Accumulating evidence supports the essential role of complement activation in the pathogenesis of primary MN.¹⁸ This has led to the identity of complement effector mechanisms of important therapeutic implications. This study showed that C3a was markedly increased in the circulation of patients with primary MN. C3aR was overexpressed on their podocytes and was related with clinical severity and treatment responses. The plasma from MN patients containing high levels of C3a promoted the upregulation of PLA2R and overexpression of C3aR on human podocytes in vitro, and impeded the expression of synaptopodin and the migration function and cell viability of podocytes, possibly through the Wnt/β-catenin pathway. These effects could be blocked by the C3aR antagonists, SB290157 and JR14a. Based on these results, we firstly tried C3aR antagonist therapy in vivo in Heymann nephritis rats, and showed that the proteinuria was reduced in both early- and late-treatment groups. Immune complex deposition, foot process effacement, and GBM thickening were also alleviated in the kidneys. Specific rat IgG against sheep serum was reduced in circulation, whereas the total IgG level was not influenced. In addition, the deposition of rat IgG and subsequent complement activation in the kidneys was attenuated. The plasma from diseased rats induced injuries on primary rat podocytes similar to those observed with the plasma from MN patients. C3aR antagonists also blocked these effects. Taken together, these results demonstrate that the C3a/C3aR pathway plays a crucial role in the pathogenesis of MN and that C3aR antagonists may have potential clinical value for the treatment of MN patients.

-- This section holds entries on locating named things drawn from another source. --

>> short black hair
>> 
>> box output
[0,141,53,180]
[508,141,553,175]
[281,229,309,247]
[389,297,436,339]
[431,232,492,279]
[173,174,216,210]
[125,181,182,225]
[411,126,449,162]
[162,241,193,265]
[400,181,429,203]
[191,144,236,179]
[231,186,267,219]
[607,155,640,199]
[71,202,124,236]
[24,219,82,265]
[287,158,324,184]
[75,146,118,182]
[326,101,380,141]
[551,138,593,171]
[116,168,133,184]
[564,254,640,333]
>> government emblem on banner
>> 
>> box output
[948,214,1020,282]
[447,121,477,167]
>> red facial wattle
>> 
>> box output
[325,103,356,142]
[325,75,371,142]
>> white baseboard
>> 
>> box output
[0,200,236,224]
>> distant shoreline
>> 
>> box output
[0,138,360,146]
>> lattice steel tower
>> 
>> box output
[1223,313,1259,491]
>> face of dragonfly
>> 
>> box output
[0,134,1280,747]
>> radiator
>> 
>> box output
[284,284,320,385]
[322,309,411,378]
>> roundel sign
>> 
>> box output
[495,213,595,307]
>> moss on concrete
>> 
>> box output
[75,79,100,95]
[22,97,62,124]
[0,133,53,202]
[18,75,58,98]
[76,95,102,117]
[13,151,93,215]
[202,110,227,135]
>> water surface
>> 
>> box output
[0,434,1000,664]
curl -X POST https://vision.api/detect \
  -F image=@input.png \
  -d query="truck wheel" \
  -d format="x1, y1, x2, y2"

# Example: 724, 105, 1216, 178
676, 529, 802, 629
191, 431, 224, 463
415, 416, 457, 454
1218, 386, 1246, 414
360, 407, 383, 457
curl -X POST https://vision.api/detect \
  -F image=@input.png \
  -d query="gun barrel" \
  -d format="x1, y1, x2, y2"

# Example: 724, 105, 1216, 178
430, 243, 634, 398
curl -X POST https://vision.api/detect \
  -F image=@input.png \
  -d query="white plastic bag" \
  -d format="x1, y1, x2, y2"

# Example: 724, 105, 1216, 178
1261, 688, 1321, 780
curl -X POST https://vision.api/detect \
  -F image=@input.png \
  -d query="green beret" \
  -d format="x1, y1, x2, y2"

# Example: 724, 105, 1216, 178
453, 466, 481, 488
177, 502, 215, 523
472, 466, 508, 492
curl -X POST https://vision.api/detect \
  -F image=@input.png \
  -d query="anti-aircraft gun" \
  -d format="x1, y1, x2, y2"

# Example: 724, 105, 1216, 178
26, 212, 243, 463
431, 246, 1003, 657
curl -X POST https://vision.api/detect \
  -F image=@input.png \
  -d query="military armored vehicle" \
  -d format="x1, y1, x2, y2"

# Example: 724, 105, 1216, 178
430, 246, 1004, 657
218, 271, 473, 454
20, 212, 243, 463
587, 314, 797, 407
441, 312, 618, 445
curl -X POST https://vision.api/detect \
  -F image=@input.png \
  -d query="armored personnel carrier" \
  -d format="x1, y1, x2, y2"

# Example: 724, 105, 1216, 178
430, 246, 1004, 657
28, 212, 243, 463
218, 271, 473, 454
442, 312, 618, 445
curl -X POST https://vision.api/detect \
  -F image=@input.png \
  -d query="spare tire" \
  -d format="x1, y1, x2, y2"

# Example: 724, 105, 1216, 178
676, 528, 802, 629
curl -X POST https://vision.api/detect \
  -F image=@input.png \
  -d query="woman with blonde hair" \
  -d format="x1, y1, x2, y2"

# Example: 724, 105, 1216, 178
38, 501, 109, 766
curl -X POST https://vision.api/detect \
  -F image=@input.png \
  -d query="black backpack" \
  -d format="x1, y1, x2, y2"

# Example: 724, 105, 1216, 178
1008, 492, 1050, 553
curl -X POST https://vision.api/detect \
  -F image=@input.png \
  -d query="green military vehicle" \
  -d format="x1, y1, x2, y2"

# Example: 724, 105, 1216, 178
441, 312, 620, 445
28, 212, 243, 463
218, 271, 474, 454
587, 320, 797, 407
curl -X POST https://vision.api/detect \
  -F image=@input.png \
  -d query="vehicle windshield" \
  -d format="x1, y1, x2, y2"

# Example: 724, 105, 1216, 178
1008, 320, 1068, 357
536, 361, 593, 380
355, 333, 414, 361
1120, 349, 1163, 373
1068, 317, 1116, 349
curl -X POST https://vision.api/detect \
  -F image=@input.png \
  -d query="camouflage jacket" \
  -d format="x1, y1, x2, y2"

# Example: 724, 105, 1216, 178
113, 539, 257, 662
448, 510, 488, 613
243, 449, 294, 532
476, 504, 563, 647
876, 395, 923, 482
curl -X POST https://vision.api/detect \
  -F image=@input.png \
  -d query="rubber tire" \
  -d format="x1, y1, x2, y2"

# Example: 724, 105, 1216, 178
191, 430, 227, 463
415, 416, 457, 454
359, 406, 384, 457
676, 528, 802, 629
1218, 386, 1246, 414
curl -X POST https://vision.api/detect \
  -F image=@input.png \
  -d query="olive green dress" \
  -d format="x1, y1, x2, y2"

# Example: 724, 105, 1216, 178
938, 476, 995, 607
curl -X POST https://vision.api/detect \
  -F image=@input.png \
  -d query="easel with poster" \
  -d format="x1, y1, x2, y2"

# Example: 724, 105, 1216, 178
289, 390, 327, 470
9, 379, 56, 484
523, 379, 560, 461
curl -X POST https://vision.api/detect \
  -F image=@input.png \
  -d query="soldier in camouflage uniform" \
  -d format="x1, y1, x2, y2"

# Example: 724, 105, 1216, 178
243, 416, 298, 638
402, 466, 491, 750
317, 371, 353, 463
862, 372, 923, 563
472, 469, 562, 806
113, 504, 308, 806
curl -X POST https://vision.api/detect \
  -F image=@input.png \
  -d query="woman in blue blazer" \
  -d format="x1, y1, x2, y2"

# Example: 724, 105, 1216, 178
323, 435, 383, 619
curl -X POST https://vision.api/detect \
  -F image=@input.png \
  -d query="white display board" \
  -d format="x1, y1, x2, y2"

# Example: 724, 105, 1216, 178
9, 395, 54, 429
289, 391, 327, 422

Complement-mediated podocyte injuries in MN have been attributed mainly to C5b-9,^4,18,19 although inhibition of C5b-9 formation in C6-deficient rats did not fully prevent proteinuria associated with Heymann nephritis.⁶ Our previous study¹³ and this study showed that the level of C3a des-Arg (a biomarker for elevated C3a) was markedly elevated (>10-fold increase) in the plasma and urine of MN patients, and was even higher than that observed in other glomerular diseases characteristic of podocyte injuries, such as FSGS and minimal change disease. In this study we found that C3aR was overexpressed on the podocytes of MN patients. This elevated expression of C3aR was related to severe proteinuria, kidney dysfunction, and no response to treatments. These findings from patients imply that C3a/C3aR may be a crucial effector of complement-mediated podocyte damage in MN.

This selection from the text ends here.